Python measuring Big O notation algorithms execution time

Question

I am trying to make a function to measure the execution time of Big O algorithms.

I have made a list with the names of the functions, and a list of n values, which are to be given to the function. I have also prepared a 2D matrix for the results.
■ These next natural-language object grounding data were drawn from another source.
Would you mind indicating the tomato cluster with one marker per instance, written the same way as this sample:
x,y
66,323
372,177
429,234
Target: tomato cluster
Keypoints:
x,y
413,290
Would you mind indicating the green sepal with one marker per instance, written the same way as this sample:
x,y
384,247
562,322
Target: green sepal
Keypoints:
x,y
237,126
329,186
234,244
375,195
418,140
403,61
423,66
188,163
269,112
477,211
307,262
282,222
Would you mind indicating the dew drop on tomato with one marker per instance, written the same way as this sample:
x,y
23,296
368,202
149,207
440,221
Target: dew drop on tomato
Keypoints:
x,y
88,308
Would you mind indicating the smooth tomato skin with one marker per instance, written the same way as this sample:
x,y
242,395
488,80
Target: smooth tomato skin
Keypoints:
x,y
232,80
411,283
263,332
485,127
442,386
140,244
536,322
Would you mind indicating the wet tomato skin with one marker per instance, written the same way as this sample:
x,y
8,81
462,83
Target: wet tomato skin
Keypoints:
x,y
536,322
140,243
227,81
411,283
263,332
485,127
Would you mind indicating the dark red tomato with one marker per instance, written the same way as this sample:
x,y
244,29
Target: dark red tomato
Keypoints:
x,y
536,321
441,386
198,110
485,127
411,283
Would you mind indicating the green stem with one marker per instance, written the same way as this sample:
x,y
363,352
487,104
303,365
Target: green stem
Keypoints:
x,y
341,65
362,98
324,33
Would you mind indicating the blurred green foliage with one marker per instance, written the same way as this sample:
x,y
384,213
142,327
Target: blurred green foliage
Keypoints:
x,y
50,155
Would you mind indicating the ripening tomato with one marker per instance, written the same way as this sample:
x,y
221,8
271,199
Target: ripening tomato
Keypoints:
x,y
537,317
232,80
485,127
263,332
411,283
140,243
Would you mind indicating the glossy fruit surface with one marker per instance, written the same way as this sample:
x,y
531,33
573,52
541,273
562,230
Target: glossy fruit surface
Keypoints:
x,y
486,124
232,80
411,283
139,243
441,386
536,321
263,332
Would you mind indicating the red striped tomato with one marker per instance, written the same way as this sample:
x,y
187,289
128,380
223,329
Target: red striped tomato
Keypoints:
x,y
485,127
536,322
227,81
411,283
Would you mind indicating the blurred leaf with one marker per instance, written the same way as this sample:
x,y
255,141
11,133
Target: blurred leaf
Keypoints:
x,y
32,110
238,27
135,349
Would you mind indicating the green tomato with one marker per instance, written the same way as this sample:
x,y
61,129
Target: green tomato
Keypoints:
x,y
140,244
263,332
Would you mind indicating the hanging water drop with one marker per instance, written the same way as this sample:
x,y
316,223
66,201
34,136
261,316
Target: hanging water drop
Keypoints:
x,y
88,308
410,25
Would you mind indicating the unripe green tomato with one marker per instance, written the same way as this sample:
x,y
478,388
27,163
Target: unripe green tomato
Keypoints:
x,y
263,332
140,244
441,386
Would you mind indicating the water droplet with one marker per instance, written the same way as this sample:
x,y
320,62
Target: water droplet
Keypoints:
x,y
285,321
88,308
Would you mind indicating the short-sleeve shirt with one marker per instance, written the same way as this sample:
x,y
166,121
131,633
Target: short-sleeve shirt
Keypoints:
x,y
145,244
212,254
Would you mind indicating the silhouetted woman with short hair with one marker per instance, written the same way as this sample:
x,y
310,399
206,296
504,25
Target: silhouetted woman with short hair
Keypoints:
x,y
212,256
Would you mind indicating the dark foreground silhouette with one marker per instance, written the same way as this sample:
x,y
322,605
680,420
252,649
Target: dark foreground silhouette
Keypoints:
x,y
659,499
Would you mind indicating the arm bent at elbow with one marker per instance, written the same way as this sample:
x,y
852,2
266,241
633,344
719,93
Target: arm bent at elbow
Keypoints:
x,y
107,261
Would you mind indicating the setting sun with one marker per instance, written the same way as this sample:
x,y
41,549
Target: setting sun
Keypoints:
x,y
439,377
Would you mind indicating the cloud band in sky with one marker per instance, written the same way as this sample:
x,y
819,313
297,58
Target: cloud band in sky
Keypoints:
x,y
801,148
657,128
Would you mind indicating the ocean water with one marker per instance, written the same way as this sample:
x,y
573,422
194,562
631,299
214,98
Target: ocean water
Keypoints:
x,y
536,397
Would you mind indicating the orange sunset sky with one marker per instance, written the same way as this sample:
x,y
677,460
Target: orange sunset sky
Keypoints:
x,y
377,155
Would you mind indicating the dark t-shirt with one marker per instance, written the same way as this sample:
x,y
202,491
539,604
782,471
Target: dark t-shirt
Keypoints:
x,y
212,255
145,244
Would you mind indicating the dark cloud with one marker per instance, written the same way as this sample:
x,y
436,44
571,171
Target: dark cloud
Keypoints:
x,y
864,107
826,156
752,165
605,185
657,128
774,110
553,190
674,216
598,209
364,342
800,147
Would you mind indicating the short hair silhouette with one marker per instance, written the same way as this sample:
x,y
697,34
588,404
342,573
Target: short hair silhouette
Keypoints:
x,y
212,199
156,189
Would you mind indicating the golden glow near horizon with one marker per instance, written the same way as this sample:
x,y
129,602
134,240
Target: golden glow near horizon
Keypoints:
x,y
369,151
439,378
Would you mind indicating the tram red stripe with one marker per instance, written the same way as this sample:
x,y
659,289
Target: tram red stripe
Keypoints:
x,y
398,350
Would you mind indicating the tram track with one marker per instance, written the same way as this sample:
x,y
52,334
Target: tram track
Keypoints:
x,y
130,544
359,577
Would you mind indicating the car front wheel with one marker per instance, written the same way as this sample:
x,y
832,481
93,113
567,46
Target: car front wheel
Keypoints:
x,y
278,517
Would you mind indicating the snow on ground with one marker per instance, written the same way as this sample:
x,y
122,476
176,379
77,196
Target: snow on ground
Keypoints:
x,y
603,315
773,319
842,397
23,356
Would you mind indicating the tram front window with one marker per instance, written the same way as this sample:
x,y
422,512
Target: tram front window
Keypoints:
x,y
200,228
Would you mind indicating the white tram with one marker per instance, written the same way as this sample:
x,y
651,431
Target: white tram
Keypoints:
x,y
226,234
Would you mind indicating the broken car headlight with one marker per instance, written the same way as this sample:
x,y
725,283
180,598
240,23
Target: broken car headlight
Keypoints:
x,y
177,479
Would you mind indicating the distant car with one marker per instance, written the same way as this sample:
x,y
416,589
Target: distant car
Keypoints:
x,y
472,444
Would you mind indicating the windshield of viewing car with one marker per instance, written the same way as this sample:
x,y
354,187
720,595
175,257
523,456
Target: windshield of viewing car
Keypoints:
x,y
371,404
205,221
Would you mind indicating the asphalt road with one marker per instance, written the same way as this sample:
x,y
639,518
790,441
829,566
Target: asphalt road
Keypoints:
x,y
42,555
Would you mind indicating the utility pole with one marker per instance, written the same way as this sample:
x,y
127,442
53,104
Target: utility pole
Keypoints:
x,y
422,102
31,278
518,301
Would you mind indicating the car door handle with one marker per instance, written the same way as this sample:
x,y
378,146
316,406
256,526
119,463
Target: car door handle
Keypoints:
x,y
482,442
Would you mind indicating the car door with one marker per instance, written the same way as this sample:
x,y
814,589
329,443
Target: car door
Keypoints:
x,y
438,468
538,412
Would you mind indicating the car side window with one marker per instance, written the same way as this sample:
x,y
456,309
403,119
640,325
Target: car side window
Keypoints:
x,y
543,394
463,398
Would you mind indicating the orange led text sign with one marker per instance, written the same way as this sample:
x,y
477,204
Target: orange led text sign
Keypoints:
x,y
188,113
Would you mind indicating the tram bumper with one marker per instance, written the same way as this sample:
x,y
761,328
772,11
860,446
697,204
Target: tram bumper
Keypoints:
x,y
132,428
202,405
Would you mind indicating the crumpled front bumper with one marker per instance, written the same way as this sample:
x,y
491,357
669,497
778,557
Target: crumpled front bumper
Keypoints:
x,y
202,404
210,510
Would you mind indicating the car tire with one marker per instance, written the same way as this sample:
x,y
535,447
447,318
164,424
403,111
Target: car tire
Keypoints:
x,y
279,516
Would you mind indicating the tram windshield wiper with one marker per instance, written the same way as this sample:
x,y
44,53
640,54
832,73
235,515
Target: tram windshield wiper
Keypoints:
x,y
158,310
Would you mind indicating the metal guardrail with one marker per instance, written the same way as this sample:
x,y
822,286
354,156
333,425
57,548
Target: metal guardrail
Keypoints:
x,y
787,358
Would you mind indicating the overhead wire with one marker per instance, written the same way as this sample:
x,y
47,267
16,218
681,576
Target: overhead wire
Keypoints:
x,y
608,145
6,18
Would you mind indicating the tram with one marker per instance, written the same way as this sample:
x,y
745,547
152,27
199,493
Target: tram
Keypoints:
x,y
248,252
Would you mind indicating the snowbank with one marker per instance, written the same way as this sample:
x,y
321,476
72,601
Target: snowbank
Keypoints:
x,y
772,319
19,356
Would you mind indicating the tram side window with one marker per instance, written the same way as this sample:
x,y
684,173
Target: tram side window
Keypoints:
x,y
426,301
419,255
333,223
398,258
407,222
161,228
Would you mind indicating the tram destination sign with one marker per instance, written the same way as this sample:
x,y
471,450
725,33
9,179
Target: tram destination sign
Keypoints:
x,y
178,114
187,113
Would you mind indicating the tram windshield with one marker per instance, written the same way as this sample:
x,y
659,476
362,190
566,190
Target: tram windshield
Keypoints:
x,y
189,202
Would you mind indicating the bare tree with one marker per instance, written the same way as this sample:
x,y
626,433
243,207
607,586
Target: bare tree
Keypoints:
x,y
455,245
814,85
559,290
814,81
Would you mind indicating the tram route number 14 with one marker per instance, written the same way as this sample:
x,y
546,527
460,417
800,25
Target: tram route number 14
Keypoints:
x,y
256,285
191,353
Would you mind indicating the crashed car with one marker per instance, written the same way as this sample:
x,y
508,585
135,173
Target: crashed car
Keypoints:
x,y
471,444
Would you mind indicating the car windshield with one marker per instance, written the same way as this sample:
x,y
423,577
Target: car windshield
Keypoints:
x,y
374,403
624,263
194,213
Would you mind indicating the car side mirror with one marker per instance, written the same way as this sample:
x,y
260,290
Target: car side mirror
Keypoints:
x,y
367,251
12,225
But I get an error when running the code - argument after * must be an iterable, not int

import time

def o1(n):
    return 1+1

def olog(n):
    while n>0:
        1+1
        n//=2
    return n

def on(n):
    while n>0:
        1+1
        n-=1
    return n

nlst=[10**2, 10**3 , 10**4 , 10**5 ]

algorithms=[ o1 , olog, on ]


def measure(nameF, n):
    begin = time.time()
    nameF(*n)
    end = time.time()
    res=round(end-begin,4)
    return res

for a in range( len (algorithms) ):
    for n in range(1 , len (nlst) + 1 ):
        rlst[a][n] = measure( algorithms[a] , nlst[n-1] )

rlst=[["o1",0,0,0,0],
     ["olog",0,0,0,0],
     ["on",0,0,0,0]]

for x in rlst:
    print (x)

Answer 1

Try this

import time

def o1(n):
    return 1+1
def olog(n):
    while n>0:
        1+1
        n//=2
    return n

def on(n):
    while n>0:
        1+1
        n-=1
    return n

nlst=[10**2, 10**3 , 10**4 , 10**5 ]

algorithms=[ o1 , olog, on ]


def measure(nameF, n):
    begin = time.time()
    nameF(n)
    end = time.time()
    res=round(end-begin,4)
    return res

rlst=[["o1",0,0,0,0],
     ["olog",0,0,0,0],
     ["on",0,0,0,0]]

for a in range( len (algorithms) ):
    for n in range(1 , len (nlst) + 1 ):
        rlst[a][n] = measure( algorithms[a] , nlst[n-1] )



for res in rlst:
    print (res)

However it seems like not everything can be measured

['o1', 0.0, 0.0, 0.0, 0.0]
['olog', 0.0, 0.0, 0.0, 0.0]
['on', 0.0, 0.0012, 0.0012, 0.0044]

Answer 2

Replace the argument *n by n. Also, rlst needs to be initialised before it is used, so move the initialisation of rlst to before the for loop that precedes it. The following code works:

import time

def o1(n):
    return 1+1

def olog(n):
    while n>0:
        1+1
        n//=2
    return n

def on(n):
    while n>0:
        1+1
        n-=1
    return n

nlst=[10**2, 10**3 , 10**4 , 10**5 ]

algorithms=[ o1 , olog, on ]


def measure(nameF, n):
    begin = time.time()
    nameF(n)
    end = time.time()
    res=round(end-begin,4)
    return res


rlst=[["o1",0,0,0,0],
     ["olog",0,0,0,0],
     ["on",0,0,0,0]]

for a in range( len (algorithms) ):
    for n in range(1 , len (nlst) + 1 ):
        rlst[a][n] = measure( algorithms[a] , nlst[n-1] )

for x in rlst:
    print (x)

The functions log n and n grow at very different rates, and so it's difficult to get non-zero values in your output for log n and to also execute the linear time function in a reasonable amount of time. To get nonzero values for the log n function, take n = 10^10000 or 10^100000.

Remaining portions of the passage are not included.